Lô estava internado na Unidade de Terapia Intensiva (UTI) desde o dia 17 de outubro, após sofrer intoxicação por medicamentos. Durante o tratamento, precisou de ventilação mecânica e, em 25 de outubro, foi submetido a uma traqueostomia.

Salomão Borges Filho, o Lô Borges, nasceu em Belo Horizonte, no bairro Santa Tereza, sendo o sexto de onze irmãos. Desde cedo, demonstrou talento musical e viveu experiências que mudariam o rumo da música no país. Aos 10 anos, conheceu Milton Nascimento, então seu vizinho, iniciando uma amizade e parceria que daria origem ao lendário Clube da Esquina.

O movimento, nascido nas esquinas das ruas Divinópolis e Paraisópolis, em Belo Horizonte, revolucionou a MPB nos anos 1970, misturando rock, jazz, bossa nova e música latino-americana. Em 1972, Lô e Milton lançaram o álbum “Clube da Esquina”, considerado o maior disco brasileiro de todos os tempos e, segundo a revista norte-americana Paste Magazine, o nono melhor álbum da história da música mundial.

Entre os clássicos eternizados por Lô estão “Um girassol da cor do seu cabelo”, “O trem azul” e “Paisagem da Janela” — canções que atravessaram gerações e seguem influenciando artistas até hoje.
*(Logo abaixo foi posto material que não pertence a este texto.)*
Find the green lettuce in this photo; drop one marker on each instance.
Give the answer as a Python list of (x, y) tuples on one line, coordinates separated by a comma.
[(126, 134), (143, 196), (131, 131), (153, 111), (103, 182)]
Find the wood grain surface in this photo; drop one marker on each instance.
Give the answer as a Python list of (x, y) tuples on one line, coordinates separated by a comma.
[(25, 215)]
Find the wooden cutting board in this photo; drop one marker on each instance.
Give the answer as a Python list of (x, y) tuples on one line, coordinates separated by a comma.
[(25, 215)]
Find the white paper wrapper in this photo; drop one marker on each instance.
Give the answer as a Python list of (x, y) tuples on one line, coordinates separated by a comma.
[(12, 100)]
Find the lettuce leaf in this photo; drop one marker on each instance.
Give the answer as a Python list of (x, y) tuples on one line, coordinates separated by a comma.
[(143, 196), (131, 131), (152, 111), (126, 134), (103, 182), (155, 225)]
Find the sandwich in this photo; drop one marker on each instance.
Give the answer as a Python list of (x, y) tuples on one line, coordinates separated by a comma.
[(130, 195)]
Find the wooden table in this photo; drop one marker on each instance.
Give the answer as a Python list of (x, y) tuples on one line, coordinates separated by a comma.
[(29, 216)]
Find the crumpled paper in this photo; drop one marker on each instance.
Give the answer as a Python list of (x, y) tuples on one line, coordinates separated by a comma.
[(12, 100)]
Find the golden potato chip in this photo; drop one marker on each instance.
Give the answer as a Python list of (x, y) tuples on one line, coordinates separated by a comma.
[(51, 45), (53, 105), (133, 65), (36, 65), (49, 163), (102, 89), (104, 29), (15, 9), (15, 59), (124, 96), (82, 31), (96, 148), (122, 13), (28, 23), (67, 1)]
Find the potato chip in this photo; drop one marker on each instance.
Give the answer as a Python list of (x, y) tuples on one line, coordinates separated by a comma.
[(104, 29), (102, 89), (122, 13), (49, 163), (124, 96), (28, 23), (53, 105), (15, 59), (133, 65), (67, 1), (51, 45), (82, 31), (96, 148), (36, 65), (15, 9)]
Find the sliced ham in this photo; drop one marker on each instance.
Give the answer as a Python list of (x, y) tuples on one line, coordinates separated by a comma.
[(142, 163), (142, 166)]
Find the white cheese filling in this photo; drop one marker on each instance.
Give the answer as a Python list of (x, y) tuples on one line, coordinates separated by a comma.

Em 1972, o músico também lançou o icônico “Disco do Tênis”, seu primeiro trabalho solo, seguido por álbuns que marcaram época, como Sonho Real (1984). Já nos anos 1990, voltou às paradas com “Dois Rios”, parceria com Samuel Rosa, do Skank.

Nos últimos anos, Lô manteve-se ativo e criativo. Desde 2019, lançava um álbum de inéditas por ano, o mais recente deles, “Céu de Giz”, em parceria com Zeca Baleiro, foi lançado em agosto de 2025.

Com sua morte, o Brasil perde não apenas um artista, mas um símbolo da poesia, da liberdade e da sonoridade mineira que transformaram a música popular brasileira.